Feti sepolti a Roma, emergono altri casi. Garante della Privacy apre istruttoria

Lazio

Sull'episodio è stata anche avviata una interrogazione parlamentare e un'altra, parallela, al presidente della Regione Lazio Nicola Zingaretti da un nutrito gruppo di parlamentari e consiglieri regionali

Dopo il caso sollevato da una donna con post su Facebook, in cui raccontava che dopo un'interruzione terapeutica di gravidanza era stata effettuata una sepoltura nel cimitero Flaminio di Roma con una croce dove campeggia il nome della madre, nonostante avesse dato il diniego alla sepoltura, emergono altri episodi simili. Sul tema il Garante della Privacy ha aperto un'istruttoria per fare luce su quanto accaduto.

Due interrogazioni

Dopo il post e le polemiche è stata anche avviata una interrogazione parlamentare e un'altra, parallela, al presidente della Regione Lazio, Nicola Zingaretti, da un nutrito gruppo di parlamentari e consiglieri regionali del Lazio. A lanciare l'iniziativa sono state la deputata Leu Rossella Muroni e la capogruppo della Lista Zingaretti, Marta Bonafoni, ma tra i firmatari ci sono tra gli altri anche il capogruppo radicale del Lazio, Alessandro Capriccioli, e l'ex presidente della Camera, Laura Boldrini.

La normativa

La questione scaturisce dalle pieghe della complicata normativa sulla gestione post mortem dei feti: nel Lazio, in assenza di un regolamento regionale - una proposta di riforma del 2015 non arrivò mai in Aula - si fa riferimento al Regolamento nazionale del 1990, che prevede che dalla ventesima settimana di gestazione la sepoltura possa avvenire su richiesta dei genitori o comunque su disposizione della Asl.

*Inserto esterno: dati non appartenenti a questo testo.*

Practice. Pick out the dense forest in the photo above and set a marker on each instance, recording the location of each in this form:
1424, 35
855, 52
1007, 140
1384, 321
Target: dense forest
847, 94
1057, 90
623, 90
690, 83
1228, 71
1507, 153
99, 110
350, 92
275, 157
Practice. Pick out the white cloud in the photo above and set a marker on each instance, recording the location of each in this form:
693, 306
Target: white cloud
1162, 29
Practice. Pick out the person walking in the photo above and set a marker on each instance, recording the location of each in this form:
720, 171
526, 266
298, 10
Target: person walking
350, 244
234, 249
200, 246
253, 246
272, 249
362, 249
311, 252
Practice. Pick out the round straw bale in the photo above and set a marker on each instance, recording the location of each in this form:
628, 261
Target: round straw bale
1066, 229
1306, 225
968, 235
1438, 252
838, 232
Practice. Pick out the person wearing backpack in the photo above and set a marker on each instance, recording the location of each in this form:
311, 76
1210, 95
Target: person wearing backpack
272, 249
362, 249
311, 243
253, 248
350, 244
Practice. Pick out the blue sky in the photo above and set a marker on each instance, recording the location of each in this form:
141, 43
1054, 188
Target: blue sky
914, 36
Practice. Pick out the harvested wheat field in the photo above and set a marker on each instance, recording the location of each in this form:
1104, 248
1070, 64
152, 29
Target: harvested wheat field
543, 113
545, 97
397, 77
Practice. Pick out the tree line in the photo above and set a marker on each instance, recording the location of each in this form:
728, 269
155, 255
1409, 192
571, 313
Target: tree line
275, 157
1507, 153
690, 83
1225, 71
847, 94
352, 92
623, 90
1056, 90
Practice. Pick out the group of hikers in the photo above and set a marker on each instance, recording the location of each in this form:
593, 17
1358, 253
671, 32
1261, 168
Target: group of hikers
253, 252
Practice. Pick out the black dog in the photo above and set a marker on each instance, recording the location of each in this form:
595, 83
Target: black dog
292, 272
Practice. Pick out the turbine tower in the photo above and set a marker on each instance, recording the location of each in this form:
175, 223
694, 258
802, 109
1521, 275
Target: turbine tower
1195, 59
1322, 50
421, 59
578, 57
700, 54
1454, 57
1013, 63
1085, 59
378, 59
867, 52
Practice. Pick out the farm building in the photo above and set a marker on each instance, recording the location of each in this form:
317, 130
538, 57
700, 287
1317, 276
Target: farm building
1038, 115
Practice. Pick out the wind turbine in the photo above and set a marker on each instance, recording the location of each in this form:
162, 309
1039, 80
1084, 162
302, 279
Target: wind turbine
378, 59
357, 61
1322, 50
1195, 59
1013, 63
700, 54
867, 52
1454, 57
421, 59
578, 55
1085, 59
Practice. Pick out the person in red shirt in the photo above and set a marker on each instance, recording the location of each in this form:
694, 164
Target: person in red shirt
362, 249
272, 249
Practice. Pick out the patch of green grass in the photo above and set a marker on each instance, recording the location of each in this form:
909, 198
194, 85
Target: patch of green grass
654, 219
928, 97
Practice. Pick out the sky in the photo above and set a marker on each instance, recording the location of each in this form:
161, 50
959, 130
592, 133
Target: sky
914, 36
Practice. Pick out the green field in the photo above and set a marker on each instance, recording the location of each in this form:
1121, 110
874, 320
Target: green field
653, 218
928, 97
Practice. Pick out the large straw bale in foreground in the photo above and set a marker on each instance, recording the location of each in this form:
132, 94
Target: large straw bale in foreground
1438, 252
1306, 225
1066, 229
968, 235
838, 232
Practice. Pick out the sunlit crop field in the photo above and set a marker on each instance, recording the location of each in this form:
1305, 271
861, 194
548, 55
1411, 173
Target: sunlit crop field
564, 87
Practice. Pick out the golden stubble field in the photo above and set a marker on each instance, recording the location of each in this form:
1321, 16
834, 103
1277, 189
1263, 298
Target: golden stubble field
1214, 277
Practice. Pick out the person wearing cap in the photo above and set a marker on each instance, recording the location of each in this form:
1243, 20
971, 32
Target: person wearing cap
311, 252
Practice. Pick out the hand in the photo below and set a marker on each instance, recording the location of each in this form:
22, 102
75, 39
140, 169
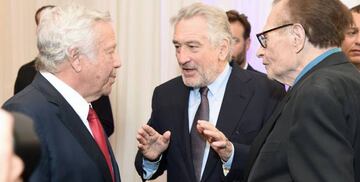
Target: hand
217, 140
151, 143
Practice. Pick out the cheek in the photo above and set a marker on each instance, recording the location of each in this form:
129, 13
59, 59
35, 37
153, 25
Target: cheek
346, 45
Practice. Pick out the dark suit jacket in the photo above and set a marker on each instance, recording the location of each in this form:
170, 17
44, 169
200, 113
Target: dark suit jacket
313, 135
250, 68
248, 102
101, 106
69, 152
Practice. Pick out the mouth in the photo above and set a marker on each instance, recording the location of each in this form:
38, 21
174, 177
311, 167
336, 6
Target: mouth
188, 72
354, 52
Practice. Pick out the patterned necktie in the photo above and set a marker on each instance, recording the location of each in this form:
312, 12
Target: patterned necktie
197, 142
99, 136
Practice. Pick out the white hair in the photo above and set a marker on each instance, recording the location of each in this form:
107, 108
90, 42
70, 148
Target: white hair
62, 29
217, 20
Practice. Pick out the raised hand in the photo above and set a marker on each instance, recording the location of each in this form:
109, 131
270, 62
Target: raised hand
218, 141
151, 143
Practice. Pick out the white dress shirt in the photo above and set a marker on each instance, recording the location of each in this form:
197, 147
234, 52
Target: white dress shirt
76, 101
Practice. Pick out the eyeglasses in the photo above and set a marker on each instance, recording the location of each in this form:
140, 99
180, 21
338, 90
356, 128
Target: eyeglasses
261, 36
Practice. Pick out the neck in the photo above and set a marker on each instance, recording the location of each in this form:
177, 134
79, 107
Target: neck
303, 58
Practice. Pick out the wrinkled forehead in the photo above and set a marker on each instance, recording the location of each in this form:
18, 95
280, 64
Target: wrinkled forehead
279, 15
356, 18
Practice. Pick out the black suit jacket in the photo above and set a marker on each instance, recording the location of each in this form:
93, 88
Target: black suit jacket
250, 68
314, 133
69, 152
248, 102
101, 106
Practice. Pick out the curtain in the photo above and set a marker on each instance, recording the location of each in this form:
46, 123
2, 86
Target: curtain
145, 47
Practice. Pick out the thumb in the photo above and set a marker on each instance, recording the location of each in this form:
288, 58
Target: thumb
166, 136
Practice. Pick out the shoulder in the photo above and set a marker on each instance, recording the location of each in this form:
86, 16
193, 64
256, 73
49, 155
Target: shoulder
258, 80
171, 85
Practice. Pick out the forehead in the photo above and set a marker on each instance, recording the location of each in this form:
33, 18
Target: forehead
191, 29
356, 18
237, 26
277, 14
105, 33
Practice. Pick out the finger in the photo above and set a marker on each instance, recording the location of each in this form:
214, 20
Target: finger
212, 136
149, 130
141, 139
219, 144
143, 133
166, 136
205, 125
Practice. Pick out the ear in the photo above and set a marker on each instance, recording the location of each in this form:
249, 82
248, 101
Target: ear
247, 43
74, 59
224, 49
299, 37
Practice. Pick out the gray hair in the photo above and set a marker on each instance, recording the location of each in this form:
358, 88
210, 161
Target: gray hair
62, 29
218, 24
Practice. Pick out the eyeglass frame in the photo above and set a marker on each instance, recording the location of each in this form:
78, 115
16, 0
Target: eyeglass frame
261, 36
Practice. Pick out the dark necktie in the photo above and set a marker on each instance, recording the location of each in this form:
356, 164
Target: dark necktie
197, 142
99, 136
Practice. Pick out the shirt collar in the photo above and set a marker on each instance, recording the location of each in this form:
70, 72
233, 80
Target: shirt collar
76, 101
314, 62
219, 82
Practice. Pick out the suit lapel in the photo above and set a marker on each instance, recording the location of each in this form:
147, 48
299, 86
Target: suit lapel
337, 58
260, 139
74, 124
183, 125
238, 93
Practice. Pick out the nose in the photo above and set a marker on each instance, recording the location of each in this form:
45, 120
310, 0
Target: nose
117, 61
260, 52
182, 55
357, 40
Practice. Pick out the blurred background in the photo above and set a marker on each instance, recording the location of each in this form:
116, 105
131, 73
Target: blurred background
145, 47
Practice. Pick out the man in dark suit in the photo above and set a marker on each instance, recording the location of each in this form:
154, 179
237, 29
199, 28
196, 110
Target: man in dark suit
11, 165
240, 31
27, 73
313, 134
77, 64
351, 43
214, 146
102, 106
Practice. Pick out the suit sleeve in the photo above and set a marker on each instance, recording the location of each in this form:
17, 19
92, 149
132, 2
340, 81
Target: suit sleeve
319, 146
275, 93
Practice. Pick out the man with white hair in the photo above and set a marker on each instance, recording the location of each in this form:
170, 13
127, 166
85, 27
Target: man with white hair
313, 135
77, 64
203, 122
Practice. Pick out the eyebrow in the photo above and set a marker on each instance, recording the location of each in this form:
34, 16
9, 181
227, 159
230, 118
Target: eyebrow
187, 42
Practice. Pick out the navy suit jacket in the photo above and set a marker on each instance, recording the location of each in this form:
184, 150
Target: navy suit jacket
314, 134
69, 152
248, 102
102, 106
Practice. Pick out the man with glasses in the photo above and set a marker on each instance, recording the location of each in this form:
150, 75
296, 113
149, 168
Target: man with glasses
351, 44
313, 135
240, 30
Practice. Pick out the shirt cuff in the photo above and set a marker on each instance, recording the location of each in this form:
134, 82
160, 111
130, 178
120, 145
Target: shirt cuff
150, 167
227, 165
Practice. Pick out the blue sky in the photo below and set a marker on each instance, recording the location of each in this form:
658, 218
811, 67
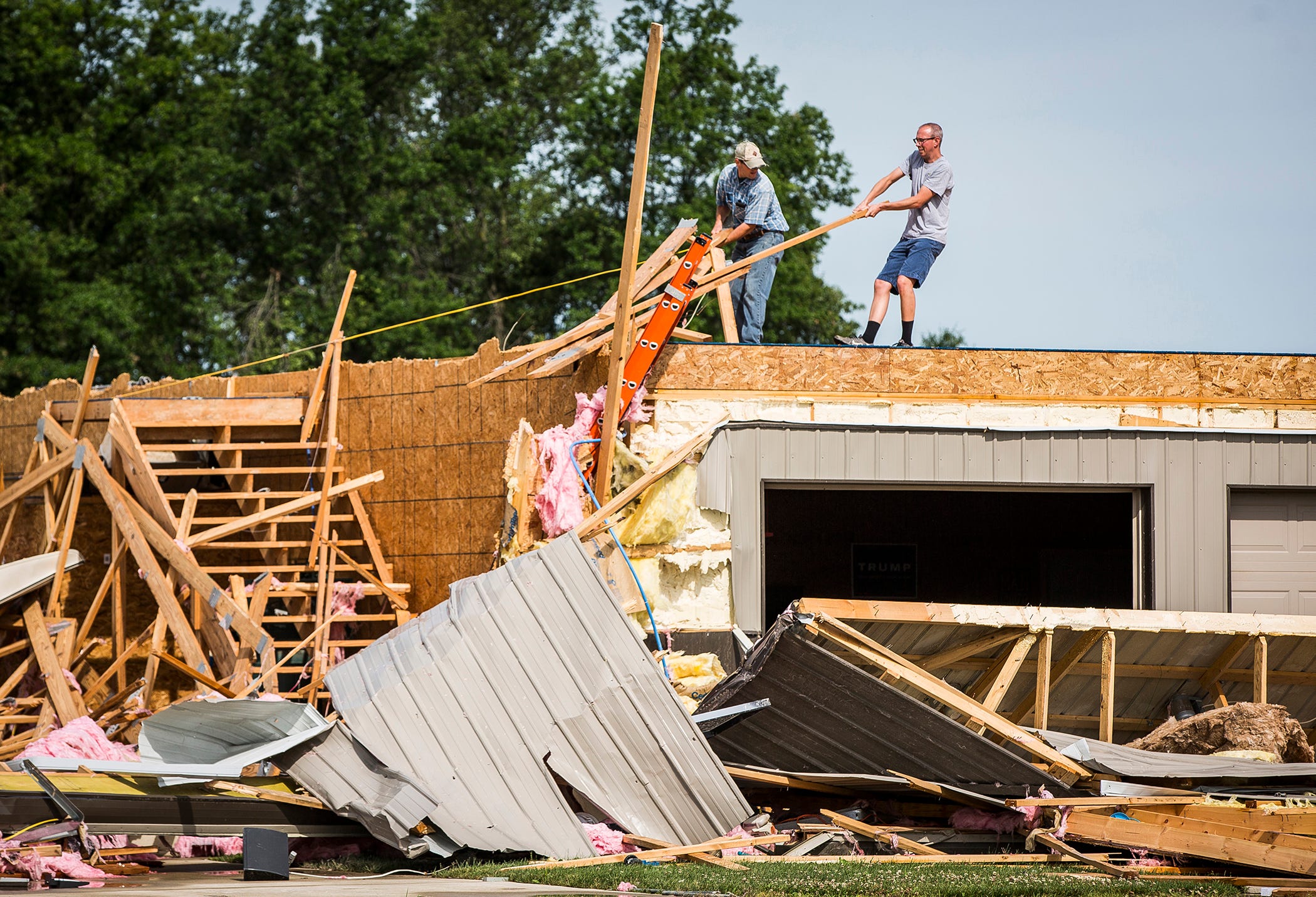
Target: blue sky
1129, 176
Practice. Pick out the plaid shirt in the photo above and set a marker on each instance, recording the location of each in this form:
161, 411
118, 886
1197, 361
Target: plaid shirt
749, 199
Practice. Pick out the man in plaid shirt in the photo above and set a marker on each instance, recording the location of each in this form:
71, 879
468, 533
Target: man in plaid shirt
746, 203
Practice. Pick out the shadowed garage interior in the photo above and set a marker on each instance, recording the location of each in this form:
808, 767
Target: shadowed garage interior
1073, 548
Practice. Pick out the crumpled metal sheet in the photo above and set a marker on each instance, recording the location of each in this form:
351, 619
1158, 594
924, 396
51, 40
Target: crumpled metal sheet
525, 683
226, 733
337, 770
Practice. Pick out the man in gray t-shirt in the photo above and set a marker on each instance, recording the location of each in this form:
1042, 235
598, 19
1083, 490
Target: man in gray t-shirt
924, 236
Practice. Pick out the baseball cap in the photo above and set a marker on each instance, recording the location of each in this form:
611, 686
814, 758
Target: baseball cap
749, 153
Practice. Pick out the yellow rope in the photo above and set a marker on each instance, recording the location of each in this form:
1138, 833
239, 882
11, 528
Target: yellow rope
31, 827
357, 336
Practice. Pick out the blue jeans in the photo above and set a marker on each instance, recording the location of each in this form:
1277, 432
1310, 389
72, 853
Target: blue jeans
749, 294
914, 258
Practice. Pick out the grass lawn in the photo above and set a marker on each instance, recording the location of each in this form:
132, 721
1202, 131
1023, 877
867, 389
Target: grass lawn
845, 879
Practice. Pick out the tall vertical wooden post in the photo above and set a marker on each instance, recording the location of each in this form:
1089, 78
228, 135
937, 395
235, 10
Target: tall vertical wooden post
1107, 720
1260, 661
1043, 700
629, 257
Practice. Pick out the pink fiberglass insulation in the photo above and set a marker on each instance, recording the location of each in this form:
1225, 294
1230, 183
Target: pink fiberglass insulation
561, 498
80, 739
606, 839
740, 831
968, 818
345, 597
187, 846
66, 866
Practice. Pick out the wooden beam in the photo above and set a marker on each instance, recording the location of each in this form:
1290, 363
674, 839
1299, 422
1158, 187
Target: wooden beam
120, 506
273, 669
1080, 619
265, 794
708, 846
933, 688
68, 704
36, 480
14, 509
1065, 850
880, 836
119, 663
726, 308
187, 671
278, 511
331, 439
711, 859
394, 599
99, 599
313, 402
1043, 691
55, 604
1107, 710
606, 315
214, 411
1140, 836
1260, 664
1060, 671
1246, 833
943, 659
1236, 647
137, 469
1010, 669
738, 269
612, 409
599, 519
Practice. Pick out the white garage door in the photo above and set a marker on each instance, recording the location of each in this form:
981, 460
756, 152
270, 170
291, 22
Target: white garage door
1273, 552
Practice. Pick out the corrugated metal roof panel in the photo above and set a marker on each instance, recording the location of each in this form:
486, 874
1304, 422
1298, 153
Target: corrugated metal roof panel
832, 717
527, 672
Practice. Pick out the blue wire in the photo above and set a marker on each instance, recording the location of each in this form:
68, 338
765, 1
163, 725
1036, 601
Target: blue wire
594, 498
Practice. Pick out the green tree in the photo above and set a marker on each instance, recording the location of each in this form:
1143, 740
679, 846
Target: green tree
946, 337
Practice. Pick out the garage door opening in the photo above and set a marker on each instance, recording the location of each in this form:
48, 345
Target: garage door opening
982, 547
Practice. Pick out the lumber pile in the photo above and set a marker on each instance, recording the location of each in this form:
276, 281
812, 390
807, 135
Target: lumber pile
256, 550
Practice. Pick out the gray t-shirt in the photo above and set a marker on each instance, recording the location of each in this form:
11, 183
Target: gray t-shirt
932, 220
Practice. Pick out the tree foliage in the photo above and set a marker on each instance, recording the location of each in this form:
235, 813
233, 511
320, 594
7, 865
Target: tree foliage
946, 337
187, 189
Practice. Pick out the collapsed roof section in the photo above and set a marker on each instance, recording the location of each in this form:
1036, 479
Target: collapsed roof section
527, 683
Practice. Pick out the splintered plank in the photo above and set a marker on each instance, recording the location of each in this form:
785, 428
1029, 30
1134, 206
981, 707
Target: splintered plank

In quest'ultimo caso, spiega il sito dell'Ama, la municipalizzata romana competente per i cimiter), si appone una "croce in legno e una targa su cui é riportato comunemente il nome della madre o il numero di registrazione dell'arrivo al cimitero, se richiesto espressamente dai familiari". La donna però sostiene di non aver dato il suo assenso, afferma di non riconoscersi nel simbolo cristiano della croce, ma soprattutto sente violata la sua privacy dopo aver visto il proprio nome e cognome 'in pubblico', sulla sepoltura di un feto abortito.

La posizione di Ama e dell'ospedale

Ama ha respinto ogni responsabilità. Secondo la municipalizzata, il cimitero di Prima Porta si è limitato "a eseguire la sepoltura a fronte di un consenso già dato per espresso" dalla Asl, la croce è il segno "tradizionalmente in uso" e l'epigrafe "deve riportare alcune indicazioni basilari per individuare la sepoltura". Ma anche l'ospedale dove è stato praticato l'aborto, il San Camillo di Roma, sostiene di non avere colpe: i feti vengono identificati con il nome della madre solo per la burocrazia legata al trasporto, spiegano, e le carte vengono consegnate ad Ama al momento della presa in carico dei feti. Da quel momento in poi "gestione e seppellimento sono di completa ed esclusiva competenza di Ama" e la violazione della privacy è avvenuta "all'interno del Cimitero Flaminio".